The replies quickly turned into a competition to write the most cursed IsEven function possible.
I decided to join in on the fun and after some experimentation, I came up with the following function written in C.
int is_even(int n) {
while (n >> 1) n *= n;
return !n;
}
At first glance, this function looks like it wouldn't even terminate for most inputs, let alone return the correct result.
Explanation
Let's consider what happens when we square a number of the shape $2^{k+1} a + b$ with $a\in\mathbb{Z}$, $k\in\mathbb{N}$, and $b\in{0, 1}$. Note that every number $n\in\mathbb{Z}$ can be represented in this form, with $k=0$, $a=\lfloor n/2 \rfloor$, and $b=n \mod 2$.
$$ (2^{k+1} a + b)^2 = 2^{2(k+1)} a^2 + 2^{k+2} a b + b^2 = 2^{k+2}(2^{k} a^2 + a b) + b = 2^{k+2} a' + b $$
As we can see, we get a number of the same shape as the input, but $k$ increased by $1$. Most notably, the last bit of the number $b$ stays the same. If we repeat this operation, we can see that the first component of the number $a$ will continue to shift to the right, while $b$ remains unchanged.
This is also what happens to n in the while loop of our function, except the type int can only store integers with a finite number of bits.

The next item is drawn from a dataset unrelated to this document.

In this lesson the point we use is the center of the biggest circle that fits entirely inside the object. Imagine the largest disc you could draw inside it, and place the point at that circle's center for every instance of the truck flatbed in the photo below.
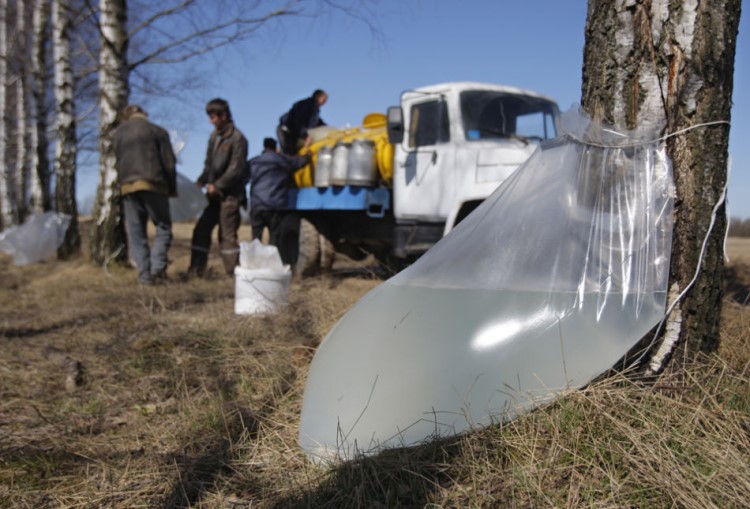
(373, 200)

If the result of the multiplication is larger than the maximum value of int, the higher bits will "fall off" the left side of the integer.
So after a couple of iterations, the first component is going to disappear entirely, leaving only the last bit behind.
When this happens, the loop condition n >> 1 will be false and the loop will terminate.
Finally, we negate the result of the loop and return it.